The widow of an Australian photographer/anthropologist friend sent me a few of the videos that my late friend had made, of aboriginal life in the Outback. In one episode, a mounted rancher was directing a herd of cattle. He was recorded talking on horseback in his own native, picturesque jargon. And what was he talking about? You guessed it. The Jewish conspiracy to ruin the world! In the blankety blank Outback! There isn’t a Jew for a thousand miles. Where’d he read that? In Charles Dickens?

Back here in sylvan Bucks County, the neighborhood Quaker-affiliated group has again taken up its defamatory placards in the town square, singling out Israel as The Only Immensely Powerful Obstacle to World Peace. Syria has murdered about 400,000 of its own people. ISIS is beheading, burning alive, gang-raping, crucifying – literally! that’s not a metaphor – Christians and Yazidis by the thousands and erasing the Christian presence in the Middle East. Hamas endorses the extermination of every last Jew on the planet in its thirteen-point charter. Undaunted and unflinching, our Local Lovers of Peace dedicate their energies to the defaming of the only Jewish state.

Last night, for one reason or another, I was feeling particularly destabilized by these and other phenomena of the same kind. Jerry and I had watched our late evening video to wind down and then we got ready for bed. These days my nighttime reading before lights out has been Thomas Mann’s The Magic Mountain. I’m not reading it for the literary value. I’m interested in it as a record of the major types of thought that shaped Europe in the last years of the nineteenth century, before World War I brought us all our disillusioned modernity. The novel doesn’t seem to me so much a story about its hero, Hans Castorp, as a single-file procession of the ideas he encounters during his sojourn as a patient in the “magic mountain,” the alpine sanatorium where he is undergoing treatment for tuberculosis. The ideas are personified as characters in the novel. But they are not characters in the round. They are ideas with legs.

For that reason, I thought, whatever The Magic Mountain does or does not do, at least it won’t upset me. If I don’t want to read about tubercular lungs, I can skip that part.

But, whadd’ya know! One of the characters, one of the “ideas with legs,” turns out to be a Jew by birth, and the description of his Jewish antecedents gleams and glistens with anti-Jewish malice! Who knew the omniscient narrator, the great Thomas Mann, could dip so low? I switched off the light, deciding that it was better to lie there in the dark, before I was tired, than to read any more.

I like to be edifying, and leave the reader with a moral, so what’s the moral this time?

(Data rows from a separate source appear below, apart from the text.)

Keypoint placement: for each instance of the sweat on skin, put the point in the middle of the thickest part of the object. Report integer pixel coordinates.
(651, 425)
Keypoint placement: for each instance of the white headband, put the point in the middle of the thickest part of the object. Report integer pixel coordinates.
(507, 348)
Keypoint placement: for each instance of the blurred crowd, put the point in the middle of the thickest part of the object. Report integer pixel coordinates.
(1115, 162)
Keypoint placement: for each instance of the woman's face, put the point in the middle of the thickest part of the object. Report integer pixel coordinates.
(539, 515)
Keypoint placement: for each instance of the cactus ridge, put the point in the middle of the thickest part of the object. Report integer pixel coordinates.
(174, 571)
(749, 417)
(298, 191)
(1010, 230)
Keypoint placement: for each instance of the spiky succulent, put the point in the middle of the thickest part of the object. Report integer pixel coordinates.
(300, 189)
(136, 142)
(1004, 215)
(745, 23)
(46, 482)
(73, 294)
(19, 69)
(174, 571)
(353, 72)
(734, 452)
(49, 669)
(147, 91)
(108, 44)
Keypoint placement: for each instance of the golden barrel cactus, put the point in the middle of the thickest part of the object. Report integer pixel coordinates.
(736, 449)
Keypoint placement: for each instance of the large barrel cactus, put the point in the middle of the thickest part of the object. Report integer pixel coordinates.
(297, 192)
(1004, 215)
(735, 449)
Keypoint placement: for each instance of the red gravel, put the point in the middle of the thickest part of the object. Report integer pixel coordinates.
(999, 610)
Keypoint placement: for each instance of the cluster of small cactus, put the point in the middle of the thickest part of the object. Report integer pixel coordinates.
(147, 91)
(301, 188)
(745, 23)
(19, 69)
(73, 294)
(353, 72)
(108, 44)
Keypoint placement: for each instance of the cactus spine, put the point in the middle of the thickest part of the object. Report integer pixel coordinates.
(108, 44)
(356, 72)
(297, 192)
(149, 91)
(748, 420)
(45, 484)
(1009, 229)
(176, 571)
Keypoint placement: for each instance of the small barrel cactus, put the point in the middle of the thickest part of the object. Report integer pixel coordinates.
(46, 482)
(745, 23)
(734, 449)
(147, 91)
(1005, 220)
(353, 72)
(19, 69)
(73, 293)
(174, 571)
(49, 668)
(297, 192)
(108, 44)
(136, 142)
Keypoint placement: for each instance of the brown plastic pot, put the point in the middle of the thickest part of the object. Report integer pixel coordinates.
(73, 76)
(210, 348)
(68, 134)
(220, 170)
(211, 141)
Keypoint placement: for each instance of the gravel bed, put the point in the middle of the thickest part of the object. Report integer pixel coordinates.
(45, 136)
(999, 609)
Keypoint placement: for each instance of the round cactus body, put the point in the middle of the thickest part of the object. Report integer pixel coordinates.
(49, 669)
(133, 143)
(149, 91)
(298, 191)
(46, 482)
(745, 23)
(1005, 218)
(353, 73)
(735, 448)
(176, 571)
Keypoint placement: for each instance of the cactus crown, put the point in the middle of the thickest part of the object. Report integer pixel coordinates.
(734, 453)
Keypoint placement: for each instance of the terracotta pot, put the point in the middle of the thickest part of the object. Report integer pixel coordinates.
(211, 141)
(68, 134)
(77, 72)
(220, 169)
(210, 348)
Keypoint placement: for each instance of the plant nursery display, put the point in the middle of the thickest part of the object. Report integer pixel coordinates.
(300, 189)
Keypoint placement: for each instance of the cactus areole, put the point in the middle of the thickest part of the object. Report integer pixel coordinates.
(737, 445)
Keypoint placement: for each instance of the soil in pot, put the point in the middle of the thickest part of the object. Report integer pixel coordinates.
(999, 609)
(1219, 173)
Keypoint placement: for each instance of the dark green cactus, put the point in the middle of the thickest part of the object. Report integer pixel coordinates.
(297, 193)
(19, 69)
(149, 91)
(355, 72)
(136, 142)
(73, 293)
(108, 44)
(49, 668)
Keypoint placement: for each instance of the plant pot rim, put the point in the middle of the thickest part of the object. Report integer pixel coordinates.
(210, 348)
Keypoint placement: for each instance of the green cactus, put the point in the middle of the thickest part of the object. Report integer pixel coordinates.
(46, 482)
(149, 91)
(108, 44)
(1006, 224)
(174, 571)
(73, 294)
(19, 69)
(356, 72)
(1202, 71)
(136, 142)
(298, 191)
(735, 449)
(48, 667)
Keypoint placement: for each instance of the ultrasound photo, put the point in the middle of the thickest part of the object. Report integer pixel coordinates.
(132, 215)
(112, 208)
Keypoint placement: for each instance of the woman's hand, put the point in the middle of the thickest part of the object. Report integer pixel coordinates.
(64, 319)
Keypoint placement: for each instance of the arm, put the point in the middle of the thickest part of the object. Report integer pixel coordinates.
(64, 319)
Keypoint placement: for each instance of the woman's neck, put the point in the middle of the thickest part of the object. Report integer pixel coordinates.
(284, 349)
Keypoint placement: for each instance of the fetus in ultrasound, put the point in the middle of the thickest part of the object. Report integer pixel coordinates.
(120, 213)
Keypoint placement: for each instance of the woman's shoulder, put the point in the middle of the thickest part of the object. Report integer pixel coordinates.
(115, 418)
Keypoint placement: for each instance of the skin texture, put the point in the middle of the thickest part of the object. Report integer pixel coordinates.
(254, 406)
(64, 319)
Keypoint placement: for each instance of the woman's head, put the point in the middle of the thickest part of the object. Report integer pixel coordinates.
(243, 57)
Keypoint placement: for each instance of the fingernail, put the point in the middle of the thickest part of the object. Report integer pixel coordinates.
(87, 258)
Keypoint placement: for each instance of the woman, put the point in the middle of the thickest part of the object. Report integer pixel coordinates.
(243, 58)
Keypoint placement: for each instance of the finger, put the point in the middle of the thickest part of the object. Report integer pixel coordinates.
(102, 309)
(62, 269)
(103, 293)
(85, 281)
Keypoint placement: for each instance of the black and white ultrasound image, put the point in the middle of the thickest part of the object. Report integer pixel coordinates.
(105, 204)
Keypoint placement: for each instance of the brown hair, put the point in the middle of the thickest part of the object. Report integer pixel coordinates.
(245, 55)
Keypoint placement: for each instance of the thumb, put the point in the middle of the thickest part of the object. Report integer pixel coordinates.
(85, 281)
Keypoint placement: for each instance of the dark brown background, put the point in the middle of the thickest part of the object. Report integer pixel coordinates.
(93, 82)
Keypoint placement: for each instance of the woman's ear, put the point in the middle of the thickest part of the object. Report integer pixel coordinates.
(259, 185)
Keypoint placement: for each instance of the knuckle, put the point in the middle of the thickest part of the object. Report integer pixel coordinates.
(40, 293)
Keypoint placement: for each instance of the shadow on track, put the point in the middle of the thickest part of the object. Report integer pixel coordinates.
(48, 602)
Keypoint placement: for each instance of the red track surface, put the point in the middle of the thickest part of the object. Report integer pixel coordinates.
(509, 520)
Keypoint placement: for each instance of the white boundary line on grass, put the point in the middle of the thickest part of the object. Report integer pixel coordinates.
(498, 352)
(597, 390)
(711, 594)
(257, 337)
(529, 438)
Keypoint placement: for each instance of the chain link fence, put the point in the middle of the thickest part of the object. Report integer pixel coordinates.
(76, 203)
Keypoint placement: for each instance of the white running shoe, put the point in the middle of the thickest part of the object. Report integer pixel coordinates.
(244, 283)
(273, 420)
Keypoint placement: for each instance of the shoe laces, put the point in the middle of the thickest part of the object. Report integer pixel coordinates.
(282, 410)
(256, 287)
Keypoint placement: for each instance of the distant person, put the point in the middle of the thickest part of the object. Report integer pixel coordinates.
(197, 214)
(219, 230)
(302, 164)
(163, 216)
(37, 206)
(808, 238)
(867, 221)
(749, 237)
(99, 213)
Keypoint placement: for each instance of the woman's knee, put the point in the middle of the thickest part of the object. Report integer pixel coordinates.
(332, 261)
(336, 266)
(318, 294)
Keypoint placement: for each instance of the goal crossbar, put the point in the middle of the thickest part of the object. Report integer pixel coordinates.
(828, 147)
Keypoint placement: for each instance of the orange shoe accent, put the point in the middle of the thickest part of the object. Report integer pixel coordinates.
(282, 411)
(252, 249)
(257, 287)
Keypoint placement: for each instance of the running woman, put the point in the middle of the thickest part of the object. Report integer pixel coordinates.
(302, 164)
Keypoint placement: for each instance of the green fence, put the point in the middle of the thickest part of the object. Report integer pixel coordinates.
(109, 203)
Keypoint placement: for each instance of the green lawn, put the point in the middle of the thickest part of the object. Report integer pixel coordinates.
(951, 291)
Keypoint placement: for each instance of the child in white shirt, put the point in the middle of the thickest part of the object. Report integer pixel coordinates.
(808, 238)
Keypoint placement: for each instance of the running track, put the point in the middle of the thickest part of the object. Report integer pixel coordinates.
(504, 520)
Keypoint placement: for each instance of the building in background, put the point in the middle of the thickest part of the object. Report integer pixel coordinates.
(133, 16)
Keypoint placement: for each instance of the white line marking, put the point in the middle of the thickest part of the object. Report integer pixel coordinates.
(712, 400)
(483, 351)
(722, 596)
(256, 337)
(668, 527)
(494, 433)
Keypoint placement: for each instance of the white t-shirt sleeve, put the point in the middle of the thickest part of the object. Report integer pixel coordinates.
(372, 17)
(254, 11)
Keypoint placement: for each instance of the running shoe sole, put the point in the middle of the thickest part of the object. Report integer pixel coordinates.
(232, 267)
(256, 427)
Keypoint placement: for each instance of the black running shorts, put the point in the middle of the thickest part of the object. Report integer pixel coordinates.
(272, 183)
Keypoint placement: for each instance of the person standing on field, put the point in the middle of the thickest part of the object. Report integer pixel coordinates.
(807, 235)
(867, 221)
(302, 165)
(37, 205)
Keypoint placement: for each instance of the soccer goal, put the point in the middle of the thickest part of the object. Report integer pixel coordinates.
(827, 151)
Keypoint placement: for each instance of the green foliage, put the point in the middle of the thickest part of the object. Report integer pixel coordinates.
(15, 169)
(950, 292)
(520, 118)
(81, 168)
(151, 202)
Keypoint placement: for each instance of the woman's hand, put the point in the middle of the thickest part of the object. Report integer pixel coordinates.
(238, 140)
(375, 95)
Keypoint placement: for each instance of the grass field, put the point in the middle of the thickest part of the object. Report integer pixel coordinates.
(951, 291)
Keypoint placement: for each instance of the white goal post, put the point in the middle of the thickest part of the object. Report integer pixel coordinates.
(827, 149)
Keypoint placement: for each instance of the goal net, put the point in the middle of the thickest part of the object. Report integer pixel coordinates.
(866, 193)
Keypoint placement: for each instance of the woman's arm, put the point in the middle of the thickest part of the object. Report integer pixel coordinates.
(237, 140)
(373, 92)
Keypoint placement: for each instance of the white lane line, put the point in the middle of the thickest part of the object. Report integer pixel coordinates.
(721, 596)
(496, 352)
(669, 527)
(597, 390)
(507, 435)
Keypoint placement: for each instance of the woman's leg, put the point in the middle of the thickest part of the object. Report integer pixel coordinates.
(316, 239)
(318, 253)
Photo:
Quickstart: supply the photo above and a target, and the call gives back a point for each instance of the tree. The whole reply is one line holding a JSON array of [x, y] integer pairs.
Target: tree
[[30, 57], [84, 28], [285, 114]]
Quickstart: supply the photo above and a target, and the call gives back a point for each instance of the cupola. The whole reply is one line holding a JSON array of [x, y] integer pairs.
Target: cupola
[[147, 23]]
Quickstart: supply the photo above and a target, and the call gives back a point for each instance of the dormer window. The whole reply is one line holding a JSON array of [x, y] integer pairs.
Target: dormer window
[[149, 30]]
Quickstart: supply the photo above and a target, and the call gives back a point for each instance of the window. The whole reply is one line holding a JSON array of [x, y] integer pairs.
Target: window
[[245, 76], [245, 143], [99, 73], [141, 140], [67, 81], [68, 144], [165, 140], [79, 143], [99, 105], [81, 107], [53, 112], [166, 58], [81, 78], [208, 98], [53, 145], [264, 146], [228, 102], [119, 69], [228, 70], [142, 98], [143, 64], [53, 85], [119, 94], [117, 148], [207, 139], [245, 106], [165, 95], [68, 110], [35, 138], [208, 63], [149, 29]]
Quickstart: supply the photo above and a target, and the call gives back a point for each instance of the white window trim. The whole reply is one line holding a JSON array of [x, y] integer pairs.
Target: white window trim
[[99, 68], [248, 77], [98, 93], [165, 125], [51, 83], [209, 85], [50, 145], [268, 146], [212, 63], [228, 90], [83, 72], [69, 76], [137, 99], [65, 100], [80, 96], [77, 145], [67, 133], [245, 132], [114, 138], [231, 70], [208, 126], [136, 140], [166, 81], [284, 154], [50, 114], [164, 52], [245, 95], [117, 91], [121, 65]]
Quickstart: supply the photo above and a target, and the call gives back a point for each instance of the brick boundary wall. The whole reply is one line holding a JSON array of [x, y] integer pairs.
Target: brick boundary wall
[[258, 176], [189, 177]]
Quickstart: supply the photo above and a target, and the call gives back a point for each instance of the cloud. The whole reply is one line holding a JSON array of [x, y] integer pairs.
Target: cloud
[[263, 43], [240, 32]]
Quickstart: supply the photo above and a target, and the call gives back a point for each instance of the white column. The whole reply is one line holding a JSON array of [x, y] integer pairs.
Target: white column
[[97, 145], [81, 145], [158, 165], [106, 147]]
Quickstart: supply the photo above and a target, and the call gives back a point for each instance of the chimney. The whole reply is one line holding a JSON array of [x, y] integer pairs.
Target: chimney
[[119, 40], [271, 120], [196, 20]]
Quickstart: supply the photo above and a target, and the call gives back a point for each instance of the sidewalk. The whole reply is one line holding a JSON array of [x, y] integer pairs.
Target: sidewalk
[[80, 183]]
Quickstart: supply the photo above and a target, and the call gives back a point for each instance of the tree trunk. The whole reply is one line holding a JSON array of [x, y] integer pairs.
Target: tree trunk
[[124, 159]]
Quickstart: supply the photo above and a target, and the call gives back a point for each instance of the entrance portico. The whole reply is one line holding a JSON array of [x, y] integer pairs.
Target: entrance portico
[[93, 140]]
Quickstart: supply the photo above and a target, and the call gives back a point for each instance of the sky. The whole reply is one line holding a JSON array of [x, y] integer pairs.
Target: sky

There is a Gift that The Jews give the world. I am not talking about good people or bad. There are both kinds of Jews. You can’t approach Jews uncritically or sentimentally. Some can disappoint very badly and I believe that some have done great harm by their misuse of their Gift. But it’s been my experience that some of the best souls in the world are Jews and, if you have a friend like that, you are fortunate indeed.

By the Gift, I am referring to the covenant that the Jews signed with God, to live historically. It is a sane and normal way to live. It is the salt of the earth. One wants the face of that covenant to show and to shine through.